At 09:51 PM 1/4/2011 +1100, Graham Dumpleton wrote:
>Add another point. FWIW, these are coming up because of questions
>being asked on python-dev IRC channel about PEP 3333.
>The issue as it came down to was that the PEP may not be clear enough
>in explaining that where str() is unicode and as such something like
>PATH_INFO, although unicode, is actually bytes decoded as ISO-8859-1,
>needed to be re encoded/decoded to get it back to Unicode in the
>charset required before use.
>They were thinking that because it was unicode already they could use
>it as is and not need to do anything. Ie., didn't realise that need to
> path_info = environ.get('PATH_INFO', '')
> path_info = path_info.encode('ISO-8859-1').decode('UTF-8')
>for example to get it interpreted as UTF-8 first. They were simply
>looking at concatenating new URL bits to the ISO-8859-1 variant from
>other unicode strings that weren't bytes represented as ISO-8859-1.

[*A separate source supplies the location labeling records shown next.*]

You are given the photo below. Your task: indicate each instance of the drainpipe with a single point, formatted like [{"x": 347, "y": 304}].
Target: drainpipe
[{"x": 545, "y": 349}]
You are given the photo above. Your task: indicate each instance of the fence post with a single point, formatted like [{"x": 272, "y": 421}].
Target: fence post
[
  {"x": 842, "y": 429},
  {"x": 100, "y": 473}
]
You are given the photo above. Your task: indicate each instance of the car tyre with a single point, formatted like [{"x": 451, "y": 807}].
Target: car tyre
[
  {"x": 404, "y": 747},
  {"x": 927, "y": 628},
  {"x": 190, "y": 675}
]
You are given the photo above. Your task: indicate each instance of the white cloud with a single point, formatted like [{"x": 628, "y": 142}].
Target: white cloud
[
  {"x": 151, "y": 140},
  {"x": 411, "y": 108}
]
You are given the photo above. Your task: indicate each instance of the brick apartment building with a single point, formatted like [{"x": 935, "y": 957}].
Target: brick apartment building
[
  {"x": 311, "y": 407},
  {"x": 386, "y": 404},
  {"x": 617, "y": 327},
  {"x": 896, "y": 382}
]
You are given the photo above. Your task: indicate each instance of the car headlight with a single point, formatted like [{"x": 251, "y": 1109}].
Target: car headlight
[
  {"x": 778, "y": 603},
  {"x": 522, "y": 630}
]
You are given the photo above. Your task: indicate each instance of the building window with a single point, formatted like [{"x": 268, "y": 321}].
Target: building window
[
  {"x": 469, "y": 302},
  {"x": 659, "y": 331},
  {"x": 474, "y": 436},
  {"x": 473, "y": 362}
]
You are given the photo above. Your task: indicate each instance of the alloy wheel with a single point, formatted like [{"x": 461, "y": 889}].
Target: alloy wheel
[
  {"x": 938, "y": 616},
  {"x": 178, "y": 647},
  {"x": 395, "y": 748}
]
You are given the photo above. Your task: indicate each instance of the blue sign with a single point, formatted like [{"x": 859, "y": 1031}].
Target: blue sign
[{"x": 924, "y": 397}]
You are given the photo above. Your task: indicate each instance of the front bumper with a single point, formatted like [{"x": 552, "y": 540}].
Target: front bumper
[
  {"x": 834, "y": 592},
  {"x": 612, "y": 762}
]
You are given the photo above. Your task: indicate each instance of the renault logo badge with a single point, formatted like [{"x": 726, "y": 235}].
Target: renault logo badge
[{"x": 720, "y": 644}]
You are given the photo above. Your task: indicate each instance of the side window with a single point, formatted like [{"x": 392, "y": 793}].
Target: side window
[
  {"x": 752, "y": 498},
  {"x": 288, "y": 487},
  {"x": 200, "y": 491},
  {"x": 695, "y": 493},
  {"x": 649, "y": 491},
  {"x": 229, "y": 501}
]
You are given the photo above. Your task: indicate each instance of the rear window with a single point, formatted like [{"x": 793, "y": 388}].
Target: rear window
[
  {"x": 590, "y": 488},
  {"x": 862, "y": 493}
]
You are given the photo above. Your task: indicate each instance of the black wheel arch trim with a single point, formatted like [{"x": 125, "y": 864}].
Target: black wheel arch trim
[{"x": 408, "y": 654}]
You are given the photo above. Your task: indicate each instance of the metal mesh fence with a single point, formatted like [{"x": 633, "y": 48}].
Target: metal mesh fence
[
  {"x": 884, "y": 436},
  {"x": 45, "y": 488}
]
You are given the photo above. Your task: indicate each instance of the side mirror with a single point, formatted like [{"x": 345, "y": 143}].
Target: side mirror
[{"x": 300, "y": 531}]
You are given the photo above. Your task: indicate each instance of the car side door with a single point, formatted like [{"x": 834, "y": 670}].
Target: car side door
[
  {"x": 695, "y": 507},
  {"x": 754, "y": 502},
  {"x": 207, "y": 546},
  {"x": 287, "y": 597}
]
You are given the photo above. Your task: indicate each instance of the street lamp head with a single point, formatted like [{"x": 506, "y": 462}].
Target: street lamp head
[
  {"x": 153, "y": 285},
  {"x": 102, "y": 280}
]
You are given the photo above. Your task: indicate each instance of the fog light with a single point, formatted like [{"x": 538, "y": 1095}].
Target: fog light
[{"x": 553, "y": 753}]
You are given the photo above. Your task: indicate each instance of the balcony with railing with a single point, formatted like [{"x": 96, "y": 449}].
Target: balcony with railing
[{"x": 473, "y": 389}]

>In Python 2.X it was obvious that since it wasn't unicode that you had
>to decode it, but confusion may arise for Python 3.X if this
>requirement is not explicitly spelled out with a code example like
>We all may see it as obvious and yes perhaps it could be covered in
>separate articles or commentaries be people, but given this person was
>new to it, maybe it is deserving of more explanation in the PEP itself
>if they were confused.
It would be really awesome if somebody would write separate
Application Authors' Guide and Middleware Authors' Guides to
WSGI. They don't need to know absolutely everything in the PEP,
unlike server authors.
>It could also be that the PEP covers it adequately already. I am too
>tired to read through it again right now.
It's pretty prominently stated early on that NO strings in the spec
are really unicode, they're just bytes packed into unicode objects.
Obviously, no matter how prominently this is stated, some people will
still make this mistake, but if desired, we could always put some
additional info near the environ part of the spec for clarification.
(It occurs to me in retrospect that I should probably have updated
wsgiref in the stdlib to check the bytesy-ness of strings used to
create Header objects. Too late for 3.2, though.)